NEW WELSH WRITING AWARDS 2022: Winner Announced

A name to watch…

Tim Cooke has won the 2022 New Welsh Writing Awards: Rheidol Prize for Prose with a Welsh Theme or Setting with his “blended nonfiction book,” River.

Framed by “a journey along the edge-lands” of Bridgend’s River Ogmore, and “true crime cases of missing or hurt children by an author who was himself a youngster at the time of the 1993 murder of toddler, James Bulger” – and therefore with “a personal understanding of what is now termed ‘dark play’” – River is “a reflective, intelligent, tolerant and perceptive essay,” which interweaves urban writing of place with experimental memoir.

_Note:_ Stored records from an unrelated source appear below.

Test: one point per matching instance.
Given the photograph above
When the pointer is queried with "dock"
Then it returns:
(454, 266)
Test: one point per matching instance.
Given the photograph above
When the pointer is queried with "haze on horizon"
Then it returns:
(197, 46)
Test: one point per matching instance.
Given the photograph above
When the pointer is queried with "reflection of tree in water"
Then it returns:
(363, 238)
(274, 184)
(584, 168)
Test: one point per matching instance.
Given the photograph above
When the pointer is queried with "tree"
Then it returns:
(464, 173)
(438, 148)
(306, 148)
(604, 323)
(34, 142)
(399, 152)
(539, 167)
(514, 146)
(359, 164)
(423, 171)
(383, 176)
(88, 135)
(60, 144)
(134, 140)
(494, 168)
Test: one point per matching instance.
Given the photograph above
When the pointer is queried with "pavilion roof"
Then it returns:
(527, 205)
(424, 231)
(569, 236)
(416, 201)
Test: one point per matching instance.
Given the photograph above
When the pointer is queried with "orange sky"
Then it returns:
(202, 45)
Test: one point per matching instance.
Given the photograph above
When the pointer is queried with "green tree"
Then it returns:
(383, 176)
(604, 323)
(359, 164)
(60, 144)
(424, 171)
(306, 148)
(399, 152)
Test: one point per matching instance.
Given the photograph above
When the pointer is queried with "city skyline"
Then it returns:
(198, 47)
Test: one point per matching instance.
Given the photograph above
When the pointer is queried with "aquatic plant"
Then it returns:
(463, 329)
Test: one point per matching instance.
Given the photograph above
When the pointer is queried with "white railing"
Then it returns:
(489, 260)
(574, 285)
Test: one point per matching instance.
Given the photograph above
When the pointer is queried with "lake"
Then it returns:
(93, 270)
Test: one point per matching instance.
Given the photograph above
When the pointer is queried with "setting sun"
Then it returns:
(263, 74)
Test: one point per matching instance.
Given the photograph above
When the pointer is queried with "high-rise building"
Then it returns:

A teacher, writer and creative writing PhD student, Tim’s work has been published by The Guardian, Little White Lies, The Quietus, 3:AM Magazine, New Welsh Review and Ernest Journal. His creative work has also appeared in a variety of literary organs, including the New Welsh Reader, The Shadow Booth, Black Static, Hinterland, Epoch, Porridge, The Nightwatchman and Litro. His debut collection of short stories, Where We Live, was released by Demain Publishing in November 2020 and he has had a piece of creative nonfiction published in a Dunlin Press anthology on the theme of ports. He won 2018’s New Voices in Fiction competition, run by Adventures in Fiction, and was a runner-up in the UEA New Forms Award (2020). He is currently working on a collection of essays.

Judge and New Welsh Review editor Gwen Davies commented:

“The section I read on [Tim] helping find a lost child at Hay Festival is paced like a crime novel in which a ‘do-gooder’ feels strangely like a perpetrator, because of media conditioning and his own past.”

Despite the gruelling subject matter, she continues: “I am certain that, […] with his longstanding and genuinely urgent probing, in his published writing, of memory, media, repression and lost or hurt children, will produce superb work that will lead to enlightenment as well as lightening the load of so many readers, especially men, with whom such themes resonate. Fittingly, among this year’s competition entries, with their focus on loss and retelling, Tim’s exploration of how identities evolve may well lead to a look at how the erasure of former identities is not always about loss, but can bring about growth.”

He wins a £1,000 advance against a general publication under the New Welsh Rarebyte imprint, a positive critique by leading literary agent Cathryn Summerhayes of Curtis Brown, and a year-long subscription to New Welsh Review.